Editor’s Note: The following article is from The Switch, a manufacturer of megawatt-class permanent magnet generator and full-power converter packages.
The windpower industry has witnessed fallout from the global economic downturn and the significant geographic shift from Europe and the U.S. toward China and emerging markets. As a result, the industry is opening up to the benefits of networking or collaboration. Large turbine manufacturers are selling off component manufacturing operations to other specialist players. This lets them better compete by concentrating on their core strengths and focusing on bigger turbines and more efficient technology, says Jukka-Pekka Mäkinen, president and CEO of The Switch.
Why network now?
Industries that have embraced collaboration are now better prepared for fluctuations in the market that come from business cyclicality, market volatility, or even geographical shifts. Networking within industries is not new. The automotive and telecommunications industries, even companies such as elevator manufacturers, have been operating in such a manner for years, gaining benefits from expertise, scalability, and speed. Now the windpower industry is beginning to wake up to the opportunities of networking.
Players in the wind industry, including the Chinese, are suffering from reduced revenue and margins. This has been intensified by current overcapacity in the market. Another reason networking is picking up speed is to overcome the rigidity of vertical integration that still clutches the entire industry, making it difficult if not impossible for the larger, more traditionally operating companies to adjust rapidly to the slowdown.
Furthermore, support for the wind industry is still quite patchy. This is due in part to the continuing doldrums of the economy at large, including the shadow of sovereign debt in some European countries, and in part due to adverse political decisions throughout the world.
Specialization leads to higher quality
“Companies in the windpower industry now need to focus on being good at their chosen core competencies,” Mäkinen says. “Every turbine needs a wide range of components. This requires a high level of know-how from the manufacturer to continue to develop products and maintain turbines in the field. By embracing specialization, it is possible for these manufacturers to tap into cumulative experience, which leads to significantly improved quality.”
Typically, a turbine manufacturer develops components for a new turbine type that are manufactured and installed for years. Resources get tied up with ongoing projects, maintenance, and small improvements, which mean there is not much time left for innovation. Before it’s time to develop a new type of turbine, it is hard for vertically integrated companies to hold on to their best engineering competence.

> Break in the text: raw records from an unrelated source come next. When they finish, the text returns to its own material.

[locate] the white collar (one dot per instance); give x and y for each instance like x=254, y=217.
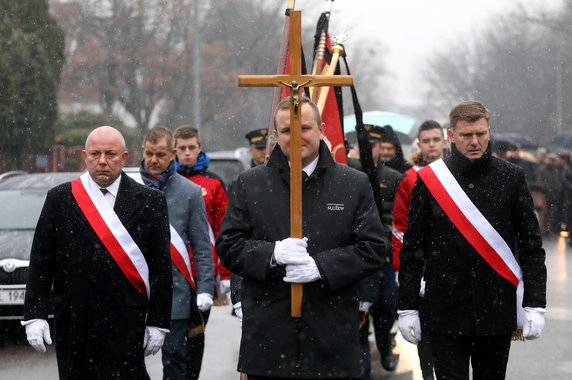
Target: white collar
x=309, y=169
x=113, y=188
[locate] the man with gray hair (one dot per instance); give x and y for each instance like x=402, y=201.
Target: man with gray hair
x=189, y=225
x=100, y=262
x=471, y=217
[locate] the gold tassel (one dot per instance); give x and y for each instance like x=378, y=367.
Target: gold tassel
x=517, y=335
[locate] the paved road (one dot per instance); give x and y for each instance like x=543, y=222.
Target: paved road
x=547, y=358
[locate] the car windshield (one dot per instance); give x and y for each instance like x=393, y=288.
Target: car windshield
x=21, y=208
x=227, y=170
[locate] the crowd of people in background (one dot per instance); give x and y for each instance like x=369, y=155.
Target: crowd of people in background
x=371, y=255
x=549, y=176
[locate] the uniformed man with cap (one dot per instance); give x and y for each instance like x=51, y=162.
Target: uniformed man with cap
x=257, y=146
x=383, y=307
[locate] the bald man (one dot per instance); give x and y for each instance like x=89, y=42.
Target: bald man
x=100, y=263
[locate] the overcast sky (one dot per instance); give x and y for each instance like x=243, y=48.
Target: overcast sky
x=411, y=30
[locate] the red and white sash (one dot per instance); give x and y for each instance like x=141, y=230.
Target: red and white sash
x=180, y=256
x=112, y=233
x=470, y=221
x=178, y=248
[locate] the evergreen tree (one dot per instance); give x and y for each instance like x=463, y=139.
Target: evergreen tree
x=27, y=97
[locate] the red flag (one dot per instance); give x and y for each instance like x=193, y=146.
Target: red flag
x=334, y=135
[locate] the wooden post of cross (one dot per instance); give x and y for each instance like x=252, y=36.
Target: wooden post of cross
x=295, y=81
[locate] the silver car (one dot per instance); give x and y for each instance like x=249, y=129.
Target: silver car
x=22, y=196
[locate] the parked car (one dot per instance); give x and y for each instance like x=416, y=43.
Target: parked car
x=228, y=164
x=22, y=196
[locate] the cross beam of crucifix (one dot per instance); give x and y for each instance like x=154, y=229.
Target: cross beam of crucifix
x=295, y=81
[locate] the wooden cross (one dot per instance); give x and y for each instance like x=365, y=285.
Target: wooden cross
x=295, y=81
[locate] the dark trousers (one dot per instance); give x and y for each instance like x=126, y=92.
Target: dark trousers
x=488, y=355
x=253, y=377
x=425, y=356
x=365, y=356
x=384, y=311
x=174, y=351
x=195, y=350
x=424, y=349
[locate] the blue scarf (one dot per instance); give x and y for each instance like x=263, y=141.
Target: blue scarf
x=201, y=164
x=156, y=181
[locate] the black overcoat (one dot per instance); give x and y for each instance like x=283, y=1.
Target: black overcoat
x=464, y=295
x=346, y=240
x=100, y=317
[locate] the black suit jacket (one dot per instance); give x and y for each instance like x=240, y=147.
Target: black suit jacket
x=100, y=317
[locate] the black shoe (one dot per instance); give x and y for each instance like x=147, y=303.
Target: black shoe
x=389, y=362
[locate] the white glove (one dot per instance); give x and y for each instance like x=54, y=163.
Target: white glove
x=422, y=288
x=37, y=332
x=533, y=322
x=364, y=306
x=302, y=273
x=153, y=339
x=291, y=251
x=410, y=325
x=224, y=288
x=204, y=301
x=238, y=310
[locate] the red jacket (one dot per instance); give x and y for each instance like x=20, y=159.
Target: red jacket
x=400, y=212
x=216, y=202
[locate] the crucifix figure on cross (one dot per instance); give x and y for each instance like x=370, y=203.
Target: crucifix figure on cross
x=295, y=81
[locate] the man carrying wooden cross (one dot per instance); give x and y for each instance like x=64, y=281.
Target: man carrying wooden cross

In addition, it burdens them to continue having these excess personnel costs.
In contrast, engineers in highly specialized component companies are continuously focusing on what they do best – designing new types of turbines for the changing market – and staying motivated to innovate the next big thing. Within a short time we have witnessed a transition to new, more efficient technologies such as permanent magnet generators and full-power converters. This also leads to a focus on improving quality, ensuring a world-class solution with bigger and better wind turbines.
“When a company runs into trouble with components that have been manufactured within a vertically integrated organization, the lead engineering team and company management must be engaged in putting out fires or solving routine problems. In a networked or collaborative approach, a specialist can be called in to offer extra resources and solve the problem. In most cases, they have up-to-date knowledge on that specific technology and can usually fix the problem much faster,” Mäkinen says.
Expertise, scalability and speed
A networked approach combines the best of expertise, scalability, and speed. By tapping into experts in a particular area, even from other business areas or other industry expertise, it is possible to gain knowledge and take the entire industry to a new level.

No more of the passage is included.